There is only one pregnancy currently among the more than 100 resident, the warden said.
Over the past year, the pregnancy figure has been about four percent she added.
Big economic impact
In New England, the local businesses and officials see a dramatic change in the economic fortunes of the community and the region if the governor and lieutenant governor are successful in the move to close the facility and relocate the inmates to Bismarck.
According to the warden, workers come from all over the region.
And the money the facility spends is spread throughout the community and region, Juntunen explained.

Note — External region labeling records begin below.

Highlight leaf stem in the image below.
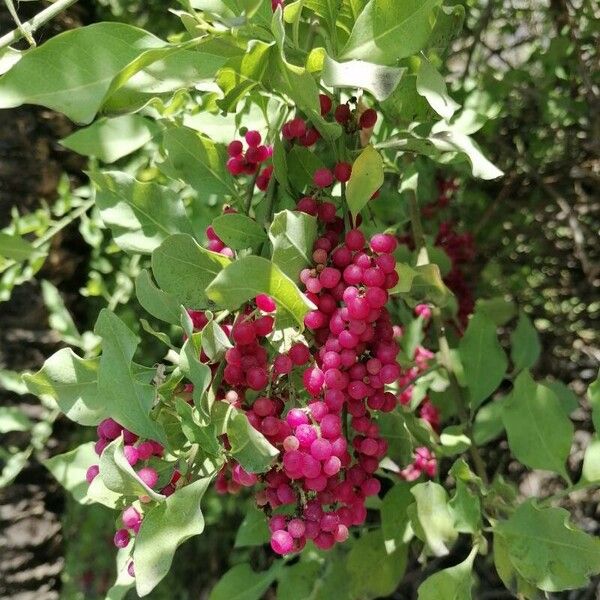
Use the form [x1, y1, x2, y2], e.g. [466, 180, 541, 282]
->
[0, 0, 77, 50]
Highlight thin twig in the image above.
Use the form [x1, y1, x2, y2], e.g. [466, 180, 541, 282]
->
[0, 0, 77, 50]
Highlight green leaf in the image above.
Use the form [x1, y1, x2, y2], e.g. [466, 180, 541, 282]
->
[133, 478, 211, 596]
[135, 269, 181, 325]
[202, 319, 232, 362]
[160, 127, 237, 198]
[94, 309, 165, 443]
[152, 234, 231, 308]
[346, 146, 383, 216]
[588, 373, 600, 434]
[502, 371, 573, 481]
[409, 481, 458, 556]
[0, 406, 33, 434]
[23, 348, 103, 425]
[234, 505, 271, 548]
[346, 531, 407, 600]
[473, 398, 504, 446]
[341, 0, 441, 65]
[407, 263, 452, 307]
[581, 437, 600, 482]
[418, 547, 477, 600]
[459, 313, 508, 408]
[90, 171, 192, 254]
[212, 213, 267, 250]
[43, 442, 98, 504]
[417, 56, 460, 120]
[99, 437, 165, 502]
[0, 23, 166, 123]
[179, 334, 211, 412]
[208, 561, 283, 600]
[475, 296, 516, 327]
[0, 232, 36, 262]
[269, 210, 317, 281]
[206, 256, 312, 328]
[276, 564, 324, 600]
[448, 479, 481, 534]
[428, 125, 504, 180]
[60, 114, 156, 163]
[510, 311, 542, 371]
[542, 377, 579, 415]
[212, 401, 279, 473]
[381, 481, 414, 552]
[494, 501, 600, 592]
[321, 55, 405, 102]
[216, 40, 273, 112]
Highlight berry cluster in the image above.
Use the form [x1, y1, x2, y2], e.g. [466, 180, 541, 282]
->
[227, 131, 273, 176]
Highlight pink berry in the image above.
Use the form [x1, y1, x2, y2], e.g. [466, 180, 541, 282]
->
[244, 131, 262, 148]
[313, 168, 333, 188]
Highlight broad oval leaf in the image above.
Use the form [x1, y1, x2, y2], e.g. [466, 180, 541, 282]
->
[133, 478, 211, 596]
[321, 55, 405, 102]
[23, 348, 103, 425]
[502, 371, 573, 481]
[206, 256, 313, 327]
[269, 210, 317, 281]
[341, 0, 442, 65]
[90, 171, 192, 253]
[0, 23, 166, 123]
[346, 146, 383, 216]
[152, 234, 231, 308]
[494, 501, 600, 592]
[60, 114, 157, 163]
[94, 309, 166, 444]
[160, 127, 237, 198]
[135, 269, 181, 325]
[212, 213, 267, 250]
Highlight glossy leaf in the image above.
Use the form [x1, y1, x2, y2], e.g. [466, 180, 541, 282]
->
[321, 55, 405, 102]
[502, 371, 573, 481]
[417, 56, 460, 120]
[459, 313, 508, 408]
[90, 171, 192, 253]
[160, 127, 236, 198]
[135, 269, 181, 325]
[60, 114, 156, 163]
[341, 0, 441, 65]
[208, 561, 282, 600]
[152, 234, 231, 308]
[346, 531, 407, 599]
[409, 481, 458, 556]
[206, 256, 312, 327]
[381, 481, 414, 552]
[510, 312, 542, 371]
[269, 210, 317, 281]
[494, 501, 600, 592]
[235, 505, 271, 548]
[0, 23, 166, 123]
[23, 348, 107, 425]
[133, 478, 211, 596]
[212, 213, 267, 250]
[44, 442, 99, 504]
[346, 146, 383, 216]
[418, 547, 477, 600]
[0, 232, 36, 262]
[94, 309, 165, 443]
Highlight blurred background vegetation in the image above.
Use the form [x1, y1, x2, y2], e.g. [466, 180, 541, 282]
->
[0, 0, 600, 600]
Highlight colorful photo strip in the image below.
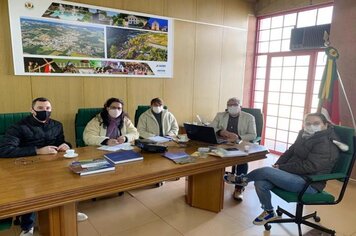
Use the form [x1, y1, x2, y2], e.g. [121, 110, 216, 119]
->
[42, 3, 168, 32]
[106, 27, 168, 61]
[20, 18, 105, 58]
[24, 57, 154, 76]
[9, 0, 173, 78]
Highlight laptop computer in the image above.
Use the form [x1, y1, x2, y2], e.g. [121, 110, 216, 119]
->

Bowman Dental in Bowman gets about $50,000 a year to provide dental services, she said. The facility and its personnel also spend money in the city’s Co-Op Grocery, buying from the local drug and convenience stores.
In addition if the facility is closed or moved, it would dramatically affect up to 25 students attending the local school.
There would be a ripple effect, with the local real estate and rental market also being affected – throughout the region from Dickinson to the north and Bowman, Hettinger, Regent and Mott.
The facility is being operated by a multi-county consortium.
Members of that group are contacting their local legislators, she said.
Juntunen has been working in New England since 2006 and is the third officer in charge since it opened.
Shsaid the facility has brought a lot of professionals to the area for employment. “We have a lot of programs offered in the institution,” she added.
However, the lieutenant governor also claimed that economic development should not be one of the reasons to move it – or keep it in New England.
He did say it was not a priority for making a decision.
The local state legislator, Mike Schatz, has already said he hasn’t seen a good reason for the move or for the money it would cost taxpayer.